隨著互補式金氧半電晶體(CMOS)的微縮，隨機電報訊號對元件產生劇烈的汲極電流波動所造成的影響是極為重要的可靠度議題之一。 隨機電報訊號的產生是由於單一載子從基板穿隧至閘極氧化層而被捕捉的物理現象。在本篇論文中，我們可以觀察此種缺陷的物理特性並利用改良的萃取方法去準確得知缺陷的能階以及深度。

高閘極介電層元件已經廣泛的被深入研究為了去克服眾多的問題，例如閘極費米能階釘札效應(Fermi level pinning)。此現象可被追溯到高閘極介電層中氧空缺陷阱的存在。利用改良的萃取方法，可以得知缺陷在氧化層中的能階。此方法的有效性可以用隨機電報訊號的溫度相關性來驗證。本篇論文運用隨機電報訊號來觀察二種不同的缺陷，包括製程產生的缺陷、元件經過正偏壓溫度不穩定性(PBTI)伴隨的熱載子(Hot Carrier)破壞之後產生的缺陷。我們觀察到其中一顆製程產生的缺陷造成的汲極電流波動高達百分之五十。因此，CMOS電路的操作會隨著劇烈的汲極電流波動而受到影響，例如：差動放大器的電流不匹配效應。以往的文獻, 經過不同電壓破壞之後產生的缺陷多半位於氧化層和矽基板的界面，而且其汲極的電流波動相當的小，約略只有百分之一左右。在高閘極介電層元件觀察正偏壓溫度不穩定性(PBTI)伴隨的熱載子(Hot Carrier)破壞之後產生的缺陷位於高介電係數氧化層中而且其汲極的電流波動是以往文獻所觀察到的數倍。以Fowler-Nordheim (FN) 和熱載子(Hot Carrier)破壞之後產生的缺陷其汲極電流波動衰減的幅度兩者相近，然而Fowler-Nordheim (FN) 破壞產生的缺陷深度比較深。這是因為在高閘極介電層元件中，正偏壓溫度不穩定性(PBTI)伴隨的熱載子(Hot Carrier)破壞所產生的缺陷產生隨機電報訊號的位置靠近源極端，因此對汲極電流波動衰減的影響會比較輕微。無論是哪一種缺陷，載子的數量變化只占隨機電報訊號所產生振幅波動的百分之十。然而缺陷位於較深的高介電係數氧化層，所以Percolation theory被認為是主要的汲極電流波動原因，而非缺陷產生的庫倫散射造成的遷移率下降所影響。除此之外,我們利用電流隨機電報訊號對高介電係數氧化層和傳統氧化層來所作比較。相較之下，不同電壓破壞之後產生的缺陷其高介電係數氧化層的汲極電流波動其衰減的幅度較小。因此，較小的汲極電流波動衰減是因為高介電係數氧化層造成較輕微的屏蔽效應所導致。

在高閘極介電層元件中，我們首次發現正偏壓溫度不穩定性伴隨的熱載子破壞之後產生的缺陷產生明顯的隨機電報訊號現象。劇烈的汲極電流波動以及其較緩慢的衰減幅度對互補式金氧半電晶體的操作有著極大的衝擊。隨著CMOS元件技術持續的演進，高介電係數氧化層將愈形重要。本論文利用改良式的萃取缺陷深度以及能階位置的方法，可以深入了解缺陷捉放電子的行為，對於如何利用高介電係數氧化層的CMOS元件設計兼具可靠性以及性能上的優越表現可提供重要的設計參考指標。

As CMOS devices scaling down, the influence of Random Telegraph Noise (RTN) is one of the important reliability issues due to the large fluctuation of drain current. The RTN results from the single trapped carriers tunneling between the substrate and the gate dielectrics. In this thesis, we can observe the physical properties of single trapped carriers by an improved extraction and determine the trap location and the depth of traps caused by the process and by the stressed-induced traps in the high-k gate dielectric nMOSFET devices.

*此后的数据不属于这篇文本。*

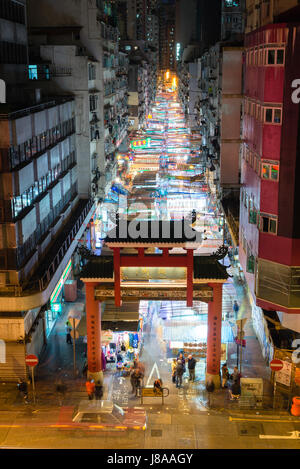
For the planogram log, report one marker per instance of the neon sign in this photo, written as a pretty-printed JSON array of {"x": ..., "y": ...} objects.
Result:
[{"x": 140, "y": 144}]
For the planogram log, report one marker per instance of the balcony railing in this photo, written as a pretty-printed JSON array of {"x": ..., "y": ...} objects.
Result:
[
  {"x": 27, "y": 248},
  {"x": 55, "y": 255},
  {"x": 36, "y": 146}
]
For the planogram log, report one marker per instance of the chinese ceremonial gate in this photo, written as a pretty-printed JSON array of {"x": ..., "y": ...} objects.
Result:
[{"x": 104, "y": 279}]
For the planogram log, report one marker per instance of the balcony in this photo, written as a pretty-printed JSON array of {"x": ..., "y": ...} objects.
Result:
[
  {"x": 24, "y": 252},
  {"x": 14, "y": 157}
]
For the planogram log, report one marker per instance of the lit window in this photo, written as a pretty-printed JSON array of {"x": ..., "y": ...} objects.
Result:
[
  {"x": 269, "y": 114},
  {"x": 274, "y": 172},
  {"x": 271, "y": 57},
  {"x": 273, "y": 115},
  {"x": 280, "y": 57},
  {"x": 270, "y": 171},
  {"x": 266, "y": 171},
  {"x": 268, "y": 224},
  {"x": 275, "y": 57}
]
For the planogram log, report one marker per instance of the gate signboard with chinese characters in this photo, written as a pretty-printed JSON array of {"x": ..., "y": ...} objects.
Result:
[
  {"x": 284, "y": 375},
  {"x": 144, "y": 266}
]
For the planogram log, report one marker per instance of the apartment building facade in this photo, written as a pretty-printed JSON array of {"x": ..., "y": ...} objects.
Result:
[
  {"x": 269, "y": 226},
  {"x": 42, "y": 212}
]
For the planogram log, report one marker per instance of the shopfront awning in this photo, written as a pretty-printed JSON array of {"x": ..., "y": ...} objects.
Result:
[{"x": 123, "y": 318}]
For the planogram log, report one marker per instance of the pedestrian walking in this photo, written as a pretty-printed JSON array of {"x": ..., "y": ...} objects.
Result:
[
  {"x": 235, "y": 309},
  {"x": 174, "y": 366},
  {"x": 90, "y": 388},
  {"x": 236, "y": 375},
  {"x": 68, "y": 333},
  {"x": 191, "y": 367},
  {"x": 210, "y": 387},
  {"x": 225, "y": 375},
  {"x": 235, "y": 390},
  {"x": 180, "y": 357},
  {"x": 179, "y": 373},
  {"x": 98, "y": 391},
  {"x": 135, "y": 380},
  {"x": 23, "y": 389},
  {"x": 61, "y": 391},
  {"x": 157, "y": 386}
]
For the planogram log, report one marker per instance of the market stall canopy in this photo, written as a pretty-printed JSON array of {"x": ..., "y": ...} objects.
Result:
[{"x": 123, "y": 318}]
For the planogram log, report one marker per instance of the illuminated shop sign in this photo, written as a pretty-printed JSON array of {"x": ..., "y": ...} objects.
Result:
[
  {"x": 59, "y": 286},
  {"x": 143, "y": 143},
  {"x": 154, "y": 273}
]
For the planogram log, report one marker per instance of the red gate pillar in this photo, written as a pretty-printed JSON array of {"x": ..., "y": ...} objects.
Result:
[
  {"x": 93, "y": 325},
  {"x": 117, "y": 276},
  {"x": 214, "y": 327},
  {"x": 189, "y": 279}
]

High-k gate dielectrics have been intensively investigated to overcome many problems such as Fermi level pinning of the gate electrode. It can be traced to the existence of oxygen vacancies in the high-k gate dielectrics. We derived an accurate form of the trap energy level using an improved extraction as mentioned. It can also be verified the validity from temperature dependent of RTN. This work is focused on two types of traps, including the Process Induced Traps (PITs) and the Positive Bias Temperature Instability (PBTI) associated hot carrier Stress Induced Traps (SITs). One of the process induced change in RTN amplitude for the high-k dielectrics was up to 50 %. Thus, the CMOS operation was affected by the severe digital fluctuation of the drain current such as mismatch of drain current for differential amplifiers. In reported papers, the trap positions of the SITs were located near the Si/oxide layer interface and the RTN amplitude of drain current was quite small below 1%. We observed that the locations of PBTI associated hot carrier SITs in the high-k dielectrics were found to be located in the bulk of high-k layer and the SITs possessed larger RTN amplitude of drain current about several times than ever reported. The ΔId/Id of the Fowler-Nordheim (FN) SIT had almost the same amount comparing to the ΔId/Id of the Hot-Carrier SIT at the same overdrive voltage, however the depth of the FN SIT was much deeper than the Hot-Carrier SIT. It can be explained that the locations of PBTI associated hot carrier SITs in the high-k dielectrics were located near the source region as RTN occurred so that it attributes to the fluctuation of drain current slightly. No matter what kinds of induced traps were, the number fluctuation was merely about 10% of all ΔId/Id fluctuation. Nevertheless, the positions of the traps were almost far away from the interface of Si/interfacial layer, the percolation theory was obviously considered to be the dominant factor of ΔId/Id fluctuation, not the mobility fluctuation. Besides, we have investigated RTN amplitude in high-k nMOSFETs in comparison with that in SiO2 nMOSFETs on SITs. It was also found that the reduction of the RTN amplitude by the surface electrons was smaller in high-k dielectrics layers, comparing to the SiO2 n-MOSFETs. Thus, it can be considered that the higher dielectrics constant leads to the small reduction of RTN amplitude resulting from slight screening effect.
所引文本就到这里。